This repository has been modified with the following changes:
- parallel rollouts for TRPO
- --profile flag to profile a single worker using cProfile
- Dockerfile that builds an easy to use container with all dependencies
- Ability to run the Gait environment from osim-rl
To run parallel OsimGait experiments follow these steps
Install docker (https://docs.docker.com/engine/installation/linux/ubuntu/)
pull shawnlewis/modular_rl:cpu
docker pull shawnlewis/modular_rl:cpu
clone the repository
mkdir ~/dockershare
cd ~/dockershare
git clone https://github.com/shawnlewis/modular_rl.git
run the container
sudo docker run -it -v ~/dockershare:/root/share shawnlewis/modular_rl:cpu bash
run the experiment
cd /root/share/modular_rl
# modify run.sh with the parameters you want
./run.sh OsimGait
This repository implements several algorithms:
- Trust Region Policy Optimization [1]
- Proximal Policy Optimization (i.e., TRPO, but using a penalty instead of a constraint on KL divergence), where each subproblem is solved with either SGD or L-BFGS
- Cross Entropy Method
TRPO and PPO are implemented with neural-network value functions and use GAE [2].

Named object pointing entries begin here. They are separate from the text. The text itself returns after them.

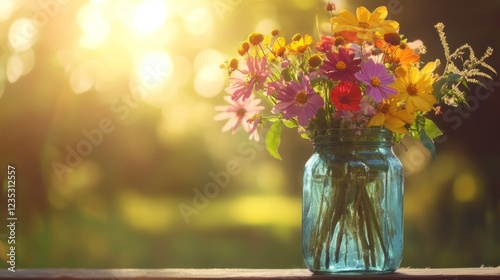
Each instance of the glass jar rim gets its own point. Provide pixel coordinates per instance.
(364, 136)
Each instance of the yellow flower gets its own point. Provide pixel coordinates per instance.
(301, 45)
(391, 116)
(367, 26)
(403, 57)
(279, 47)
(415, 87)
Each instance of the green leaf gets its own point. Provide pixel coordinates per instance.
(431, 129)
(273, 140)
(429, 144)
(286, 75)
(289, 124)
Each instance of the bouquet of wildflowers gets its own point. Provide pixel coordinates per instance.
(364, 74)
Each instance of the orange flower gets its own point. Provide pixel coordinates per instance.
(403, 57)
(299, 46)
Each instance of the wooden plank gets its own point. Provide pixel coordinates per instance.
(492, 273)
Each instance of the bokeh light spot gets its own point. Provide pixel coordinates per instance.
(199, 21)
(23, 34)
(150, 16)
(6, 9)
(146, 213)
(82, 78)
(94, 25)
(15, 68)
(209, 78)
(270, 177)
(153, 70)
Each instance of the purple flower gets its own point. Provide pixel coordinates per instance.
(298, 99)
(341, 66)
(250, 75)
(377, 80)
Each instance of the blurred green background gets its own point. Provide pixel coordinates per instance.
(102, 176)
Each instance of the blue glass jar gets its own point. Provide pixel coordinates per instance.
(352, 205)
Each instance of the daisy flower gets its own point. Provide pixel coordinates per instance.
(298, 99)
(250, 75)
(365, 25)
(238, 113)
(340, 66)
(346, 96)
(377, 80)
(415, 87)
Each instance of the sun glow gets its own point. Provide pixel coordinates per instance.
(150, 16)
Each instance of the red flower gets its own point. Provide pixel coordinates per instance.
(346, 96)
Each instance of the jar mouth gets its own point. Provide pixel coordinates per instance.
(362, 136)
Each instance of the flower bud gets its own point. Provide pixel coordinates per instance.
(392, 38)
(315, 61)
(255, 38)
(243, 48)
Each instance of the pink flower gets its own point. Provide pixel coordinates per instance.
(238, 113)
(377, 80)
(298, 100)
(251, 74)
(346, 96)
(341, 66)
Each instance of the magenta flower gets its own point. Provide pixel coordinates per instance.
(251, 74)
(377, 80)
(238, 113)
(341, 66)
(298, 99)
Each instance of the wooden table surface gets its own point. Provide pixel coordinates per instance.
(245, 274)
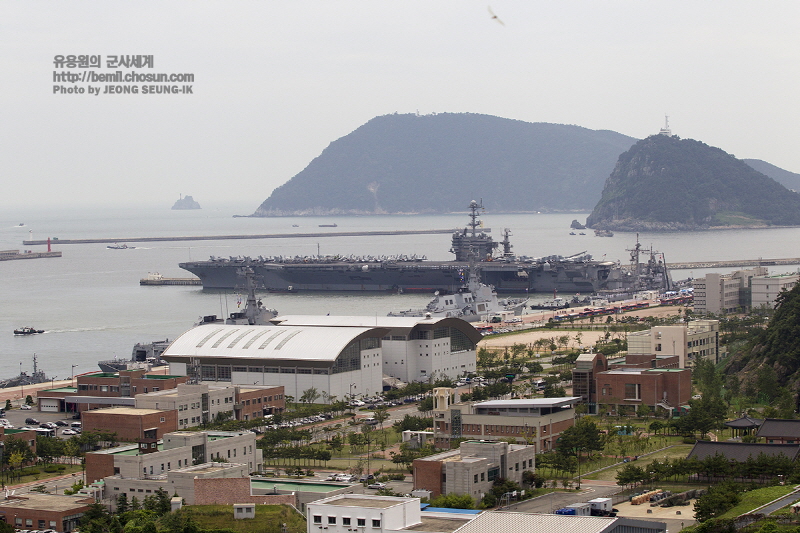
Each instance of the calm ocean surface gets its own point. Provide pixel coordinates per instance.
(92, 307)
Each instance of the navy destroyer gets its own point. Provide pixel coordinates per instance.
(499, 267)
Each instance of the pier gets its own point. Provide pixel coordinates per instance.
(157, 279)
(10, 255)
(734, 263)
(56, 240)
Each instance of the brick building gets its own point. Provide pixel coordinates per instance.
(34, 511)
(537, 422)
(131, 424)
(622, 391)
(473, 468)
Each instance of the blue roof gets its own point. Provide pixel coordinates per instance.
(448, 510)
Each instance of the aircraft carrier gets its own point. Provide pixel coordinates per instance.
(498, 266)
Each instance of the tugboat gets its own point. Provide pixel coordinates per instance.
(27, 331)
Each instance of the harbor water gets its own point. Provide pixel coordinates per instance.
(91, 306)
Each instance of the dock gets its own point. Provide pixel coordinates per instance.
(56, 240)
(155, 279)
(11, 255)
(734, 263)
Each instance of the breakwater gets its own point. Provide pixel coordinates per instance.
(56, 240)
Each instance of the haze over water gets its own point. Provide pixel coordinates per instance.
(92, 307)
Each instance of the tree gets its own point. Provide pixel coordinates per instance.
(158, 502)
(584, 435)
(716, 501)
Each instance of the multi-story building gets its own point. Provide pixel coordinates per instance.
(33, 511)
(174, 463)
(473, 467)
(338, 355)
(537, 422)
(689, 342)
(622, 391)
(131, 424)
(584, 385)
(104, 389)
(345, 513)
(414, 348)
(724, 293)
(764, 289)
(200, 403)
(297, 358)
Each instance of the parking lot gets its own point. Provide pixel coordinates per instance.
(18, 417)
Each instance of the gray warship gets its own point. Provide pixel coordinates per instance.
(24, 378)
(499, 267)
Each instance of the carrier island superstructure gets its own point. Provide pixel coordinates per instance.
(499, 267)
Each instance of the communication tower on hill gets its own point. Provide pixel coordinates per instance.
(665, 130)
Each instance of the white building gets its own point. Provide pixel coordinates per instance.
(330, 359)
(697, 339)
(724, 293)
(413, 348)
(363, 513)
(764, 289)
(199, 403)
(174, 464)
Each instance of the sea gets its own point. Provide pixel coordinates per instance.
(91, 306)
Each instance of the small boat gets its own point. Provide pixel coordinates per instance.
(27, 331)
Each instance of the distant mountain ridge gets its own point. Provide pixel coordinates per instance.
(434, 163)
(668, 183)
(406, 163)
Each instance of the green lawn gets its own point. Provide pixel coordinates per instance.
(268, 519)
(756, 498)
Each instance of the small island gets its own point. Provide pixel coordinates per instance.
(186, 202)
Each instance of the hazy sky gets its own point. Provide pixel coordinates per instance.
(276, 82)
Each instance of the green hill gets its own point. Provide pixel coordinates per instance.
(434, 163)
(668, 183)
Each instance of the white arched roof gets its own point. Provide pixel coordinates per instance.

This library is written in a modular way to allow for sharing code between TRPO and PPO variants, and to write the same code for different kinds of action spaces.
Dependencies:
- keras (1.0.1)
- theano (0.8.2)
- tabulate
- numpy
- scipy
To run the algorithms implemented here, you should put modular_rl
on your PYTHONPATH
, or run the scripts (e.g. run_pg.py
) from this directory.
Good parameter settings can be found in the experiments
directory.
You can learn about the various parameters by running one of the experiment scripts with the -h
flag, but providing the (required) env
and agent
parameters. (Those parameters determine what other parameters are available.) For example, to see the parameters of TRPO,
./run_pg.py --env CartPole-v0 --agent modular_rl.agentzoo.TrpoAgent -h
To the the parameters of CEM,
./run_cem.py --env=Acrobot-v0 --agent=modular_rl.agentzoo.DeterministicAgent --n_iter=2
[1] JS, S Levine, P Moritz, M Jordan, P Abbeel, "Trust region policy optimization." arXiv preprint arXiv:1502.05477 (2015).
[2] JS, P Moritz, S Levine, M Jordan, P Abbeel, "High-dimensional continuous control using generalized advantage estimation." arXiv preprint arXiv:1506.02438 (2015).